In the hills, the exposed tops of the abandoned sheep folds and old buildings are colonized by grass, moss, and hardy saplings, making them miniature versions of the hills themselves.

A mycologist could say why this corner is so favorable for white lichen.

In the 1670s, Robert Campbell, the laird of Meggernie Estate, logged the property to pay debts. Occasionally the roots of ancient trees erode into view.

There are still a few old trees around. Moss grows on the west side, not the north side, of them here.

I almost expected this one to turn and talk to me.

This is a custom I’d never seen—coins hammered into the butt of a log. Perhaps they record wishes.

Ancient trees can get the best of ancient walls.

This is in Birnam Wood. I was planning to visit Dunsinane Hill and deposit a branch (as John McPhee does in his piece “From Birnam Wood to Dunsinane,” in the book “Pieces of the Frame”). But I shortened my route and cut Macbeth a break. A lot of good it’ll do him now.

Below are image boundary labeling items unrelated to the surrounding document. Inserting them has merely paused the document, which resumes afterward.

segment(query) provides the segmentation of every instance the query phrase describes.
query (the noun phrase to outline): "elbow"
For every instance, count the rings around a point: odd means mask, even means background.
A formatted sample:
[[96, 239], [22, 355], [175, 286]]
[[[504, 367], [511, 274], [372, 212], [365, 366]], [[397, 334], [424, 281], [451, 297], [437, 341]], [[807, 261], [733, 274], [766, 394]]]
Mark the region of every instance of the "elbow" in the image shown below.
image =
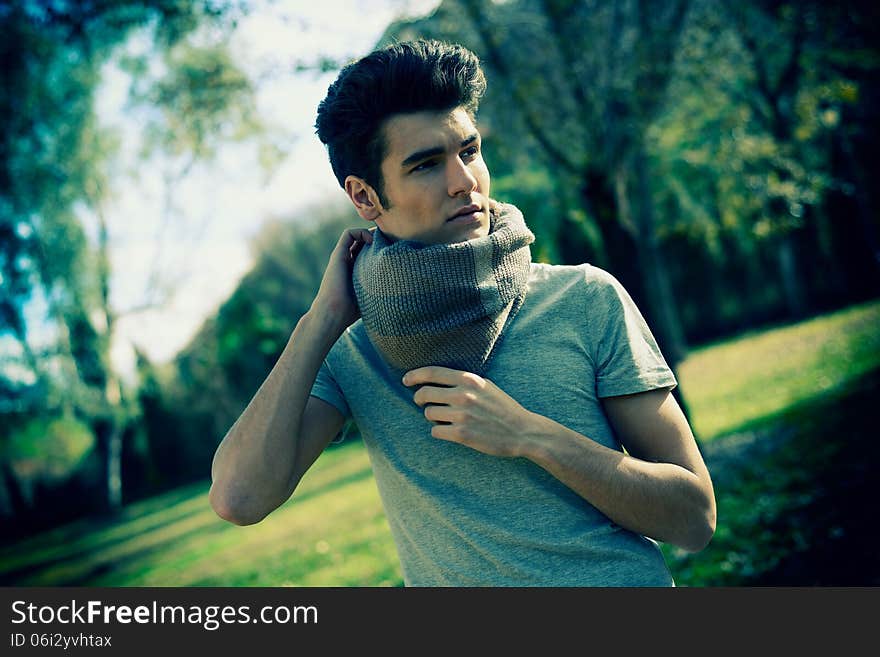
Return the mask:
[[690, 523], [686, 536], [679, 543], [678, 547], [686, 552], [696, 553], [705, 550], [712, 537], [715, 535], [716, 511], [715, 502], [707, 505], [703, 511], [695, 514], [694, 520]]
[[246, 500], [242, 496], [230, 494], [216, 483], [211, 485], [208, 501], [214, 513], [220, 518], [240, 527], [255, 525], [269, 515], [268, 512], [257, 512], [251, 505], [245, 503]]

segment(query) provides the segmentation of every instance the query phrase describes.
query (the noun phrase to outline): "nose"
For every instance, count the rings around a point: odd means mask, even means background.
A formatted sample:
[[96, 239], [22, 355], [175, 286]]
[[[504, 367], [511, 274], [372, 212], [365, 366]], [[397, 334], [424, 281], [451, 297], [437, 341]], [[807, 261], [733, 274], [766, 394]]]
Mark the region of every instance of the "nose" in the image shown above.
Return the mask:
[[470, 194], [477, 188], [476, 177], [474, 177], [467, 164], [460, 157], [450, 158], [446, 179], [450, 196]]

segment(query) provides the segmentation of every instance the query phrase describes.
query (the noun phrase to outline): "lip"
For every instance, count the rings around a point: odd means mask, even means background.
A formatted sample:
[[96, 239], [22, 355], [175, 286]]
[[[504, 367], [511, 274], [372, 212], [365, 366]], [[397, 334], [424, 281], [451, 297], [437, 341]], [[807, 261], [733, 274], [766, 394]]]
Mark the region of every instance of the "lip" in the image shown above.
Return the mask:
[[447, 221], [454, 221], [455, 223], [468, 223], [471, 221], [479, 221], [481, 219], [482, 213], [483, 208], [481, 208], [479, 205], [466, 205], [463, 208], [459, 208], [458, 212], [449, 217]]

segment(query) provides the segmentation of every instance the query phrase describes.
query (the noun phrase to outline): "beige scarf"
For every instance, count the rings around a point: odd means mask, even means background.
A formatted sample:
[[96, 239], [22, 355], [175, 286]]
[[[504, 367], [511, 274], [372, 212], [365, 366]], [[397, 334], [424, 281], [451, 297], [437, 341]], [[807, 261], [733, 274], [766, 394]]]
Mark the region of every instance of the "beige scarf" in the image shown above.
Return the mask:
[[535, 236], [499, 204], [489, 234], [455, 244], [389, 241], [381, 231], [354, 264], [370, 341], [393, 368], [441, 365], [480, 374], [522, 305]]

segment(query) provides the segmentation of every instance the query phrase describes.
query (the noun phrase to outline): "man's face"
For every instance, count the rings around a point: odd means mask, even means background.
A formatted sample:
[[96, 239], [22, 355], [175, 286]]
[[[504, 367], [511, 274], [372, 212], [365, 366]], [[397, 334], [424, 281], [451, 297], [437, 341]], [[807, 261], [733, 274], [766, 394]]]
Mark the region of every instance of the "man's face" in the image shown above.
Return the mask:
[[488, 235], [489, 170], [467, 112], [394, 116], [384, 134], [388, 204], [375, 221], [386, 236], [452, 244]]

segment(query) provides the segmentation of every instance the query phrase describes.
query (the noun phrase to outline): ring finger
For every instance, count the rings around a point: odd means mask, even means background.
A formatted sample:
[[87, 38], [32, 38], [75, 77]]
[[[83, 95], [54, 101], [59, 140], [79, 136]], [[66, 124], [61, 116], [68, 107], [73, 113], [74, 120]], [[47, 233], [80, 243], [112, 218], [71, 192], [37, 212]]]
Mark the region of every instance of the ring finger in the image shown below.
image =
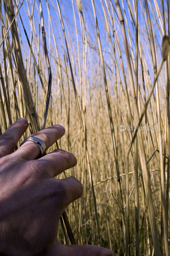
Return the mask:
[[[45, 151], [63, 136], [65, 129], [62, 125], [55, 124], [48, 127], [31, 135], [42, 140], [46, 146]], [[36, 143], [27, 141], [13, 153], [13, 156], [21, 158], [24, 160], [36, 159], [39, 155], [40, 150]]]

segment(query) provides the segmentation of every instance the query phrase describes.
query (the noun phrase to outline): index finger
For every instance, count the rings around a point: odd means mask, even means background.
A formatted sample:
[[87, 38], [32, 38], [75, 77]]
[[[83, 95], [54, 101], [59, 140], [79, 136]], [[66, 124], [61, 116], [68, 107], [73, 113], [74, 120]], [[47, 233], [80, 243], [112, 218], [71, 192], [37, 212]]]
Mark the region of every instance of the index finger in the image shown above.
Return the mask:
[[[42, 140], [46, 146], [45, 151], [65, 133], [65, 129], [62, 125], [55, 124], [34, 133], [32, 137], [36, 137]], [[36, 159], [39, 156], [40, 150], [36, 143], [27, 141], [13, 154], [15, 157], [21, 157], [23, 160]]]
[[28, 127], [26, 119], [20, 117], [0, 136], [0, 157], [12, 153]]

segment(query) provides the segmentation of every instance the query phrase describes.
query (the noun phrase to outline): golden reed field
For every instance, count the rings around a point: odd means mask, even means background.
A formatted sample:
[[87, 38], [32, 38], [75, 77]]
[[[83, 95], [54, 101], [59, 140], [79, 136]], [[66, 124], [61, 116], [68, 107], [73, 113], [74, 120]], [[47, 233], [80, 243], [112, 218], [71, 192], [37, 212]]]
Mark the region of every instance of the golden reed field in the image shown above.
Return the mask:
[[59, 240], [117, 256], [168, 256], [169, 0], [0, 4], [1, 132], [27, 118], [19, 147], [62, 124], [50, 151], [77, 159], [59, 176], [83, 187]]

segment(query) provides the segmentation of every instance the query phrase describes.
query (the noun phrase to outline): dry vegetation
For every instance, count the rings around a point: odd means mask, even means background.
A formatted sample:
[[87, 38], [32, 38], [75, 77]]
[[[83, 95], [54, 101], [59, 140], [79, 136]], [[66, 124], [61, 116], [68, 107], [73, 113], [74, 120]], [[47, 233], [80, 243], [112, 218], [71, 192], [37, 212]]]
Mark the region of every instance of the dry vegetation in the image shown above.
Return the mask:
[[61, 219], [60, 241], [168, 256], [169, 0], [42, 1], [47, 103], [38, 3], [17, 2], [1, 1], [1, 132], [20, 116], [29, 124], [25, 137], [39, 130], [46, 102], [42, 127], [65, 127], [50, 150], [58, 144], [76, 156], [59, 178], [75, 176], [84, 192]]

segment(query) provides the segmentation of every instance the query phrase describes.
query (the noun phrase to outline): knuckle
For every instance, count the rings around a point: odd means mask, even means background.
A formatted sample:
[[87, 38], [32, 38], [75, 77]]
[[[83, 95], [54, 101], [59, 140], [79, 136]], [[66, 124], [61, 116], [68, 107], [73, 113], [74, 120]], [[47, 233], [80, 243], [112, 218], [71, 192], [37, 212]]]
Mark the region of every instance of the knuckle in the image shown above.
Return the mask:
[[73, 179], [73, 182], [74, 182], [76, 183], [78, 194], [80, 197], [82, 195], [83, 192], [83, 187], [82, 184], [78, 180], [77, 180], [73, 176], [71, 176], [70, 178]]
[[36, 160], [27, 162], [26, 172], [28, 176], [34, 178], [39, 178], [45, 174], [44, 169], [41, 165], [38, 164]]
[[62, 201], [66, 196], [66, 190], [64, 184], [59, 180], [52, 179], [50, 184], [52, 190], [60, 201]]
[[58, 152], [60, 154], [60, 157], [66, 163], [67, 166], [69, 166], [71, 160], [70, 153], [62, 149], [59, 149]]

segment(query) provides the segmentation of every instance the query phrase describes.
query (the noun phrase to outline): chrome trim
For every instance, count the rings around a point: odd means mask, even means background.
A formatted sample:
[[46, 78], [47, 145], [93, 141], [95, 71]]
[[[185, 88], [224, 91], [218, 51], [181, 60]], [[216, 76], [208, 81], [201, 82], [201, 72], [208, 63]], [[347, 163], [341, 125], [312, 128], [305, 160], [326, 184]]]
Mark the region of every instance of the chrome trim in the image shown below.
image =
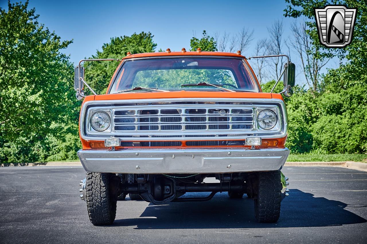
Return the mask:
[[[200, 174], [278, 170], [288, 148], [257, 150], [139, 149], [78, 151], [87, 172], [126, 174]], [[229, 153], [230, 152], [230, 156]], [[137, 167], [137, 161], [139, 166]], [[230, 165], [230, 167], [228, 165]]]
[[253, 72], [251, 72], [251, 69], [250, 68], [250, 66], [248, 63], [246, 62], [245, 62], [245, 60], [246, 59], [246, 58], [242, 58], [241, 57], [233, 57], [231, 56], [217, 56], [217, 55], [172, 55], [172, 56], [157, 56], [157, 57], [142, 57], [140, 58], [127, 58], [123, 59], [122, 63], [121, 63], [121, 65], [120, 65], [120, 69], [116, 73], [116, 74], [114, 76], [113, 76], [112, 83], [111, 83], [111, 85], [110, 86], [108, 90], [107, 91], [107, 94], [117, 94], [117, 93], [110, 93], [110, 91], [111, 90], [111, 88], [112, 88], [112, 84], [113, 83], [113, 82], [115, 81], [115, 79], [118, 74], [120, 72], [120, 70], [121, 69], [122, 69], [122, 66], [124, 65], [124, 63], [125, 63], [125, 61], [129, 61], [131, 60], [138, 60], [139, 59], [150, 59], [152, 58], [178, 58], [178, 57], [190, 57], [190, 58], [232, 58], [235, 59], [241, 59], [242, 61], [242, 62], [243, 63], [244, 65], [246, 68], [248, 72], [249, 72], [249, 74], [251, 74], [250, 76], [251, 77], [252, 81], [255, 84], [256, 84], [256, 87], [257, 87], [258, 90], [259, 92], [261, 92], [261, 89], [258, 83], [256, 81], [256, 79], [255, 78], [255, 74]]
[[[206, 102], [209, 103], [218, 103], [221, 102], [227, 102], [235, 103], [234, 105], [223, 105], [220, 104], [210, 104], [210, 105], [197, 104], [197, 105], [181, 105], [172, 104], [171, 103], [178, 102]], [[161, 103], [166, 103], [167, 105], [150, 105], [146, 106], [121, 106], [115, 107], [113, 109], [110, 109], [111, 106], [113, 106], [115, 103], [143, 103], [154, 102]], [[236, 102], [248, 102], [251, 105], [236, 105]], [[277, 105], [269, 105], [269, 103], [275, 103]], [[93, 107], [87, 110], [86, 108], [90, 105], [98, 105], [99, 107]], [[232, 106], [233, 107], [230, 106]], [[105, 106], [105, 107], [103, 107]], [[184, 133], [182, 130], [177, 130], [176, 131], [169, 131], [168, 132], [164, 131], [126, 131], [126, 132], [117, 132], [113, 130], [115, 126], [114, 118], [112, 116], [114, 114], [114, 111], [117, 109], [123, 109], [129, 110], [129, 108], [131, 110], [138, 110], [141, 109], [160, 109], [167, 107], [168, 109], [184, 108], [252, 108], [255, 112], [253, 115], [253, 121], [254, 123], [254, 129], [236, 129], [236, 130], [193, 130], [192, 131], [184, 131]], [[279, 116], [279, 123], [277, 125], [274, 127], [275, 130], [263, 130], [258, 128], [257, 123], [255, 122], [257, 120], [257, 113], [259, 112], [260, 109], [272, 109], [276, 110], [276, 113]], [[111, 123], [111, 131], [109, 132], [98, 132], [95, 131], [91, 131], [89, 130], [89, 126], [88, 125], [89, 117], [90, 113], [92, 111], [102, 110], [105, 111], [106, 110], [110, 109], [111, 120], [112, 121]], [[214, 136], [205, 137], [206, 140], [230, 140], [243, 139], [245, 137], [248, 136], [260, 137], [262, 139], [269, 138], [280, 138], [285, 136], [287, 135], [288, 128], [287, 117], [287, 112], [286, 109], [285, 105], [284, 102], [280, 99], [275, 98], [172, 98], [172, 99], [135, 99], [135, 100], [118, 100], [109, 101], [92, 101], [86, 102], [81, 108], [80, 112], [81, 116], [79, 121], [80, 126], [80, 132], [81, 138], [85, 140], [104, 140], [106, 138], [109, 138], [111, 136], [115, 136], [120, 138], [121, 140], [130, 141], [152, 141], [154, 138], [154, 141], [179, 141], [180, 139], [184, 139], [185, 141], [195, 141], [202, 140], [204, 138], [203, 136], [210, 135], [212, 134]], [[172, 116], [177, 116], [177, 114], [172, 114]], [[192, 116], [192, 114], [189, 116]], [[86, 122], [85, 121], [86, 120]], [[85, 127], [86, 125], [87, 127]], [[256, 130], [254, 130], [256, 128]], [[86, 133], [84, 132], [84, 130]], [[129, 132], [130, 131], [130, 132]], [[152, 132], [153, 131], [153, 132]], [[250, 135], [248, 135], [250, 134]], [[130, 134], [129, 135], [129, 134]], [[220, 135], [224, 135], [225, 136], [219, 136]], [[193, 136], [198, 135], [197, 137]], [[201, 135], [201, 136], [199, 136]], [[128, 136], [128, 137], [125, 137]], [[139, 136], [145, 137], [139, 137]], [[161, 137], [159, 137], [162, 136]], [[171, 137], [168, 137], [171, 136]]]

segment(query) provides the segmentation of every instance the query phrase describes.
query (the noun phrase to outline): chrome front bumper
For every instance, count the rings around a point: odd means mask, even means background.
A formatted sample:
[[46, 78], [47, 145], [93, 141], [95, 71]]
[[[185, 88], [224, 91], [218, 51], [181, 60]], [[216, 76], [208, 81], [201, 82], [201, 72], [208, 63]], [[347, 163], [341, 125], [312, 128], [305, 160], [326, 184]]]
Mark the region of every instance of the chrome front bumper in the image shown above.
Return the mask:
[[131, 174], [198, 174], [281, 169], [289, 154], [280, 149], [83, 150], [86, 171]]

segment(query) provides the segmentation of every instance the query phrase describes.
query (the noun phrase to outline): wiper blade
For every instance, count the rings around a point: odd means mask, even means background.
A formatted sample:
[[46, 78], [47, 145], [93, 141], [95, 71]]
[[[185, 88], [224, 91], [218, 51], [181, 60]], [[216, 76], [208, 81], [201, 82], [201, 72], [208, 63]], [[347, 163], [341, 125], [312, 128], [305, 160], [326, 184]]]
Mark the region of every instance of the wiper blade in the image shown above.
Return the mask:
[[233, 91], [233, 90], [230, 90], [229, 89], [227, 89], [226, 88], [225, 88], [224, 87], [221, 87], [223, 86], [223, 85], [222, 84], [218, 84], [218, 85], [214, 85], [213, 84], [211, 84], [210, 83], [208, 83], [207, 82], [200, 82], [198, 83], [197, 84], [182, 84], [181, 85], [182, 87], [186, 87], [186, 86], [213, 86], [217, 88], [219, 88], [220, 89], [222, 89], [224, 90], [225, 90], [228, 91], [230, 91], [232, 92], [235, 92], [235, 91]]
[[130, 88], [130, 89], [127, 89], [124, 90], [121, 90], [121, 91], [119, 91], [117, 92], [117, 93], [120, 93], [120, 92], [123, 92], [125, 91], [137, 91], [138, 90], [150, 90], [152, 91], [167, 91], [167, 90], [160, 90], [159, 89], [156, 88], [150, 88], [149, 87], [137, 87], [134, 88]]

To get close-ups of sheep and lambs, you have to sneak up on them.

Unlike pigs and cows, which love to check out passers-by.

There’s a lot of abandoned stonework in Scotland. Some could be out of fairytales.

The ruins of Carnbane Castle, near Inverar

In more transitory matters, running a propane camping stove gives a nice lesson in thermodynamics. While the water in the pot is preparing to boil, visible and palpable frost is forming on the gas canister as the pressure inside it falls rapidly.

Don’t quite know what this is about, but I imagine he’s a Brexiteer.

Electric fences are a real inconvenience, as this rabbit learned the hard way.

The beautiful wages of rain.

It’s spring over here. The rapeseed is in full flower.

The bluebells are out.

And the apple trees.

Even the water stains on the road are happy to be in Scotland.


  1. Robert

    The number of potential patients for Jason (or any other psychologist) is surely not high, for sheer lack of people. The all-ears pig, in your portrait of its friendliness, looks as if it belongs to the fairytales that also produced the stonework.

  2. ellen

    Fabulous photos – I really get a feel for where you are without the aching legs and feet. I’m heading to Ireland tomorrow. The wether forecast is not looking good. I think you used up the sunny weather for a while. xoxo

  3. Kathy

    Your photos and descriptions are phenomenal. And the names. The Bridge of Balgie is mighty fine.

  4. Sue

    Wonderful pictures, especially the peat hag and the gnarly trees – shapes to give children (and maybe us adults) nightmares! Ellen, we are going to Ireland in July, I would love to hear about your trip!
    Hope the rain eases up for the rest of your trip.

  5. Brown Bruce

    You seem to be having so much fun you should turn around and do it again. It’ll give you an opportunity to teach the Scots about Ernie “Let’s Play Two” Banks.